Un magistrato siciliano, Roberto Scarpinato, nel libro-intervista a Saverio Lodato Il ritorno del principe, sostiene che la nostra Costituzione è nata in un periodo eccezionale, perché in Italia le cose buone si fanno soltanto nei periodi eccezionali, quando la figura del Principe è molto indebolita e quindi è in questi intervalli della storia – il Risorgimento, la Resistenza, la Costituente, Mani pulite – che piccole élite illuminate riescono a prendere il sopravvento e a imporre a un Paese che non le vuole soluzioni più avanzate della cultura media nazionale. Quindi la nostra Costituzione fu una camicia di forza calata dall’alto sulle culture autoritarie che dominano da sempre nelle classi dirigenti italiane, infatti, non appena tornò il Principe, cominciò a picconarne i valori fondanti. Non a caso, da 15 anni, il centrodestra e il centrosinistra, al di là di quello che dicono di volta in volta secondo le convenienze del momento, sono entrambi allergici alla Costituzione. A cominciare dall’articolo 3 sull’eguaglianza, dall’articolo 11 sulla guerra, dall’articolo 21 sulla libertà di espressione, per non parlare dell’indipendenza della Magistratura. Sono 15 anni che partiti di destra e sinistra tentano di cambiare la Costituzione per attribuire maggiori poteri alla politica e smontare gli organi di controllo. Forse quella di Scarpinato è una tesi un po’ estrema, ma dal craxismo alla Bicamerale al berlusconismo, abbiamo visto avvicendarsi al governo un po’ tutti i partiti, e nessuno ha preso in mano la bandiera della difesa della Costituzione. Poi però, nel 2006, quando siamo andati a votare nel referendum confermativo sulla “devolution”, abbiamo scoperto che i cittadini apprezzano la Costituzione molto più delle loro classi dirigenti, a riprova del fatto che queste sono un po’ peggio della società che le esprime.
Peggio o meglio, a me sembra abbastanza fisiologico che le classi dirigenti abbiano un atteggiamento, un rapporto di insofferenza con la Costituzione, perché le costituzioni sono state scritte e pensate per limitare l’onnipotenza del politico e della politica. Le costituzioni della tradizione liberale sono costituzioni dei cittadini, non delle classi politiche. Quella di Scarpinato è un’interpretazione un po’ élitista, ma c’è una buona dose di verità dove si dice che la politica l’hanno sempre fatta le élite. Però la democrazia non è oligarchia, e neanche oligarchia illuminata: la democrazia vive in quanto le regole costituzionali sono interiorizzate dai cittadini.

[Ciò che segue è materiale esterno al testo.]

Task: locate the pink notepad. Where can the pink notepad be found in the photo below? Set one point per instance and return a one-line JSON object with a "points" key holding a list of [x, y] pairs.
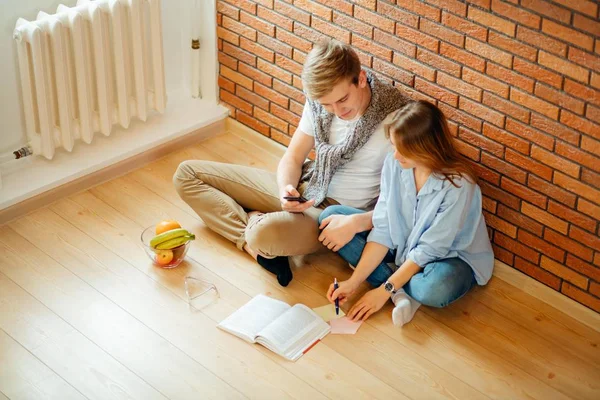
{"points": [[343, 326]]}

L’esempio che facevi del referendum del 2006 è sotto certi aspetti consolante. Ma di lì bisognerebbe partire per dire che la difesa della democrazia e della Costituzione è un compito che devono assumersi i cittadini. Possiamo concludere con una verità lapalissiana: la democrazia è il regime dei cittadini, dunque la difesa della democrazia è in mano ai cittadini. Non possiamo fare distinzioni tra cittadini e forze politiche.

Un sistema ben funzionante è quello in cui le forze politiche interpretano effettivamente le istanze dei cittadini in rapporto continuo di rappresentanza vera e vitale. Ma, nei momenti di crisi come quello che viviamo, questo rapporto vive una frattura. E allora questo è il momento in cui la “guardia stanca”, cioè i cittadini, deve darsi una mossa e ritrovare le ragioni del proprio impegno politico.

E dare vita al partito della Costituzione.
Sì, anche se “partito della Costituzione” è quasi una contraddizione, perché la Costituzione dovrebbe essere di tutti i cittadini, non di un partito. Diciamo che deve nascere un’opinione pubblica costituzionale.